Дойдя до этого места, Йохан Богесен был вынужден очень тщательно пригладить свои усы. И действительно, что еще можно добавить к такому детальному описанию преимуществ этого благословенного местечка? И только найдя снова удобное положение для рук, он рискнул продолжить свою речь:

— Но, несмотря на такой удивительный прогресс, мы знаем, что в мире существуют силы, не подвластные человеку. Возьмем, к примеру, страшную бурю, случившуюся прошлой осенью. Она принесла нам немалые убытки и несчастья. Мы, жалкие грешники, беспомощны перед десницей всевышнего.

Мое положение в поселке с каждым годом все больше связывало меня с жителями поселка, так что теперь совершенно твердо можно сказать, что мое благополучие и ваше благополучие в той или иной мере взаимно связаны. Поэтому нет ничего удивительного, если такой старый человек, как я, из десятилетия в десятилетие учитывающий ваши доходы и расходы, в конце концов начинает смотреть на вас как на своих дорогих любимых детей и понимает вас всех, и в первую очередь тех, кто пострадал от тяжелых ударов судьбы. Мы знаем, что собрались сегодня для того, чтобы почтить наших братьев, ушедших от нас, и по мере возможности поддержать их осиротевших родных и близких. Как вам известно, я веду небольшую торговлю в нашем поселке и владею так называемым рыболовным промыслом. Но это только громкие названия! Все Мое имущество лишь громкие слова. Это вы владеете всем. А я всего-навсего ваш слуга. Это вы загребаете богатство, работаете ли вы сдельно или на паях. На мою же долю достаются только убытки, убытки в банке на Юге, убытки из-за торговли рыбой за границей. Вы считаете, что вы в долгу у меня, но могу вас заверить, вам нечего волноваться, вся ответственность падает на меня. Это я в долгу перед всеми банками на Юге, это мне, а не вам придется держать ответ, если что-нибудь случится. Иной из вас подчас жалуется, что не имеет наличных денег, а что я имею, кроме ответственности и забот? То, что вы называете моим добром, взято в кредит в банках. Это большие цифры, которые передвигаются взад и вперед, точь-в-точь как ваши маленькие суммы в лавке переходят с одного счета на другой. Перед кем в долгу находятся банки — я не знаю, может быть, перед Англией, а от кого зависит Англия, мне еще меньше известно, может быть, от Америки. Жизнь — это сплошная цепь взаимных счетов и расчетов, и в конце концов мы не знаем, кто же владеет капиталом. Мы только передвигаем цифры и живем с верой, что где-то же существует капитал. А может быть, его и вовсе нет. Когда я сейчас говорю вам о своем сочувствии ко всем малышам в поселке, за которых я радуюсь и страдаю, как будто они мои собственные дети, я хочу вам доказать, что это не пустые слова. Поэтому, с вашего разрешения, я, ваш слуга покорный, которому довелось держать в руках ваши деньги, распорядился, чтоб каждой пострадавшей семье выдали из магазина товаров на сумму в сто крон.

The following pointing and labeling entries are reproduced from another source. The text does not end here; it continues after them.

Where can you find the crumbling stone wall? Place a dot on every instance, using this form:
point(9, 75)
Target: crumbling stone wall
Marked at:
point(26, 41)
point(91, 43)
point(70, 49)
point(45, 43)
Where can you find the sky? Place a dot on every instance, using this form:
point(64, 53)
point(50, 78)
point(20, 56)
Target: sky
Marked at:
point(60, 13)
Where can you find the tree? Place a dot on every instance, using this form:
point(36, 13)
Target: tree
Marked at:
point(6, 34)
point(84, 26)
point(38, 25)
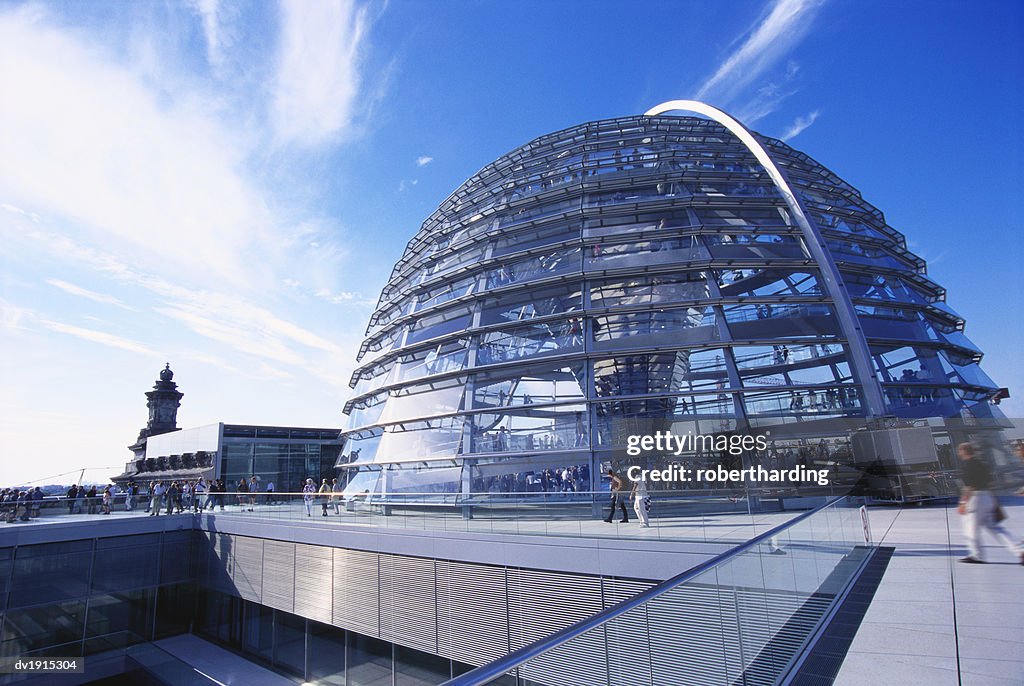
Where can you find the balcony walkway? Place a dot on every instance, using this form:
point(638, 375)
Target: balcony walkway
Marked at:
point(717, 520)
point(936, 622)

И не будем больше возвращаться к этому вопросу. Самое главное, я хотел бы, чтобы все собравшиеся сегодня здесь поняли, что пока лавка в Осейри у Аксларфьорда принадлежит Йохану Богесену, двери ее широко открыты для вдов и сирот.

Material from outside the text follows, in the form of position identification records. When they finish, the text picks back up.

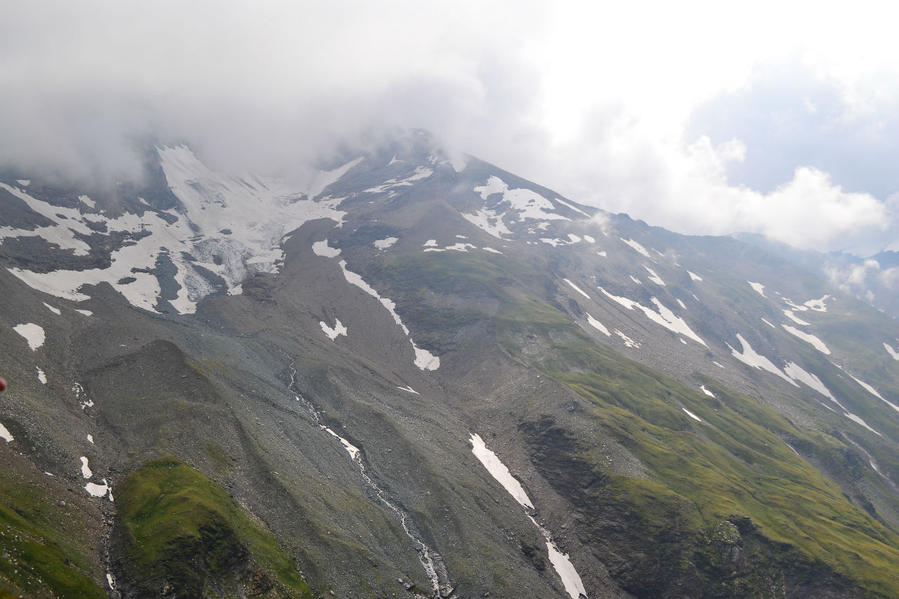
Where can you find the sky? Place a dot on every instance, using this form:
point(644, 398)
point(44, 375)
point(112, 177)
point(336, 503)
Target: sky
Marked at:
point(775, 118)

Оратор умолк. Раздались громкие аплодисменты. Все сошлись на том, что такого щедрого дара никогда еще не было в истории Осейри. Даже старожилы не могли припомнить ничего подобного.

С другой стороны, по опыту было известно, что «старик» никогда не бывает так далек от великодушия и щедрости, как в те моменты, когда он плачется и прибедняется.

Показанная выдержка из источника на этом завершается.